Operating systems move threads between cores. If those cores support different features, threads that are migrated to low-feature cores might experience illegal instruction traps despite correctly checking for instruction features.


Maybe standard application code all runs on the big core, and the little cores are like the system assist processors on IBM mainframes - used to run OS jobs or specific application support code, to free up the main processor for other work (or idling).

For this to work, there would need to be a small set of undemanding tasks that account for a lot of machine time. Feeding video to the GPU? All sorts of GUI compositing and housekeeping? Handling network connections in the browser?

I don't think this is a good explanation, but it's fun to think about.


A lot of things are background tasks until suddenly, without warning, the user ends up waiting for them to happen. Take your example of handling network connections, for example: this can definitely be a background thing! Your computer might want to keep an IMAP connection open, periodically poll a CalDAV server, sync photos with your phone, etc., and all of these would be very reasonable things to run on low-power CPU cores. Kick them over to a wimpy core, throttle down the frequency to its most power-efficient setting, insert big scheduler delays to coalesce timer wake-ups, whatever. Good stuff.

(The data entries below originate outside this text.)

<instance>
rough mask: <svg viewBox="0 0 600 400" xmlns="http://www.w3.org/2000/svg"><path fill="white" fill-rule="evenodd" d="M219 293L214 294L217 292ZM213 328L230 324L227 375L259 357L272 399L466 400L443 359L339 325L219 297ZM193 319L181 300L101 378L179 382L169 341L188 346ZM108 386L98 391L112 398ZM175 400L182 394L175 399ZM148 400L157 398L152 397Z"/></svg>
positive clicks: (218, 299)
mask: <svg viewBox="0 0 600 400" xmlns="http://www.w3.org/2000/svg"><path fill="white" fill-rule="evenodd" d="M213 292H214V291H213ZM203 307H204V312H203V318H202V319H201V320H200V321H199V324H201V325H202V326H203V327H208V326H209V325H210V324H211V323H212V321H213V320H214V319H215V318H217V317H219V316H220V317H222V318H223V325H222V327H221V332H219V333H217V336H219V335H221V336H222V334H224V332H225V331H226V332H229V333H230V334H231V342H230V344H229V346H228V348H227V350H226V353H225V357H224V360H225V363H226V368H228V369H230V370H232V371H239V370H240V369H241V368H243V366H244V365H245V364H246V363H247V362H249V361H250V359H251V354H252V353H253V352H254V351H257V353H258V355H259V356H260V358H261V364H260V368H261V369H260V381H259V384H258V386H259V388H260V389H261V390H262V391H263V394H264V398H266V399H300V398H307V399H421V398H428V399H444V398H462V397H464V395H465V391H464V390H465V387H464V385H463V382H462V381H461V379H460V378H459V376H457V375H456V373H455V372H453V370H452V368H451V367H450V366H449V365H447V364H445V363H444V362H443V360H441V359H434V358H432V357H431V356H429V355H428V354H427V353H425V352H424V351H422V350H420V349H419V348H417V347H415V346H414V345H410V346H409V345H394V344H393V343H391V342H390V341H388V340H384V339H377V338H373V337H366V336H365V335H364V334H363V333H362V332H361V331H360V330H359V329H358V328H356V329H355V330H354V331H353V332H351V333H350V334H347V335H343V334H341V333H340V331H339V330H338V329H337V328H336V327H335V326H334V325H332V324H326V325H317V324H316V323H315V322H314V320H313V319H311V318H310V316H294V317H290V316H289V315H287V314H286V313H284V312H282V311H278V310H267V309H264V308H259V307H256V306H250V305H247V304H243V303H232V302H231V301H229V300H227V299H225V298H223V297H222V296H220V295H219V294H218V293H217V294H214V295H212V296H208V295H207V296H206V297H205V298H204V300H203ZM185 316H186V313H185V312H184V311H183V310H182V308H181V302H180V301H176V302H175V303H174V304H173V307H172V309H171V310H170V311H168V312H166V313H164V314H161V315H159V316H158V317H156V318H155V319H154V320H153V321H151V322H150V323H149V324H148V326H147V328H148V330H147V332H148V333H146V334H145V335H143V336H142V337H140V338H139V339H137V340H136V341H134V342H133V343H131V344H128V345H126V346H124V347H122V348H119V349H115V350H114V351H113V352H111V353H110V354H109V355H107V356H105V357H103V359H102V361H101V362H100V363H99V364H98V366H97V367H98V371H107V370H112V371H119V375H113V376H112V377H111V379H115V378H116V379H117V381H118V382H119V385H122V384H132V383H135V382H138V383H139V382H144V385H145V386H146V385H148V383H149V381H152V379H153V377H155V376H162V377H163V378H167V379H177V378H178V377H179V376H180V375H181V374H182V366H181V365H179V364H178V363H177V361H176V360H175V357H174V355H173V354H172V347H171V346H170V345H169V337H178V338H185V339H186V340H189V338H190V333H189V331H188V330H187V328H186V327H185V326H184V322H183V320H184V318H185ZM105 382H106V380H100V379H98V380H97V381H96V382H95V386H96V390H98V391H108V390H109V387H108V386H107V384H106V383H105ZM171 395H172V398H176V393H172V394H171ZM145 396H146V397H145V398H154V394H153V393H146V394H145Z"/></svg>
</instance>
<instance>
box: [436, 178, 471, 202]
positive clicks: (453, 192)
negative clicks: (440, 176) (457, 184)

But what happens when the user opens up a photo viewer app and suddenly wants those photos to be synced right now?

If your code is running on a recent iPhone -- the heterogeneous-core platform I'm most familiar with -- then the answer is that the kernel will immediately detect the priority inversion when a foreground process does an IPC syscall, bump up the priority of the no-longer-background process, probably migrate it to the fastest core available, and make it run ASAP. Then, once the process no longer has foreground work to do, it can go back to more power-efficient scheduling.

This kind of pattern is super common, and it would be way more annoying and perilous to try to split tasks into always-foreground and always-background.


The standard operating system model today is mostly to do what the application(s) request and then get out of the way quickly. I'd expect to cede all cores to applications most of the time, rather than reserving the low power cores for OS tasks.


That would be pretty disappointing if they can't handle normal processes too. It's easy to end up with a bunch of processes that are using small amounts of CPU but aren't dedicated background tasks.

Even just looking at a browser, I might have half a dozen generic tab processes open, each using a small amount of CPU. But then I navigate one to a game, and I want that particular tab to get near-exclusive access to the big core while the others use only the little cores.


Audio is a big one. You usually want to peg a core, for latency, but it doesn't have to be a particularly fast core.


They can easily disable the differing extensions in the BIG core.


Won't be BIG anymore if it's gimped, will it?


It will. The performance different between an Intel Atom and a Core i3 has basically nothing to do with differing instruction set extensions. AVX2 support is not why a Core i3 runs circles around an Atom, particularly since the overwhelming majority of instructions executed are not AVX anyway.


I'm pretty sure my computer does a lot of AVX while it matches virtual backgrounds to my video feed, or while it tries to figure out voice commands.

All that can be done with SSE and probably with x87 instructions, but, still, software will try to pick the best option.


Binaries need to target a minimum subset, but can use run time feature detection to query differences.

If a binary does that, the OS can just not migrate that binary across cores.


How would the OS know?

The only mechanism I can come up with is to detect illegal instruction traps on small cores, then flag the thread as big-core-only and re-start the execution at the bad instruction. That's not ideal but maybe workable.

(If it traps on the big core, too, it's just a bad instruction and SIGILL is raised to userspace like usual.)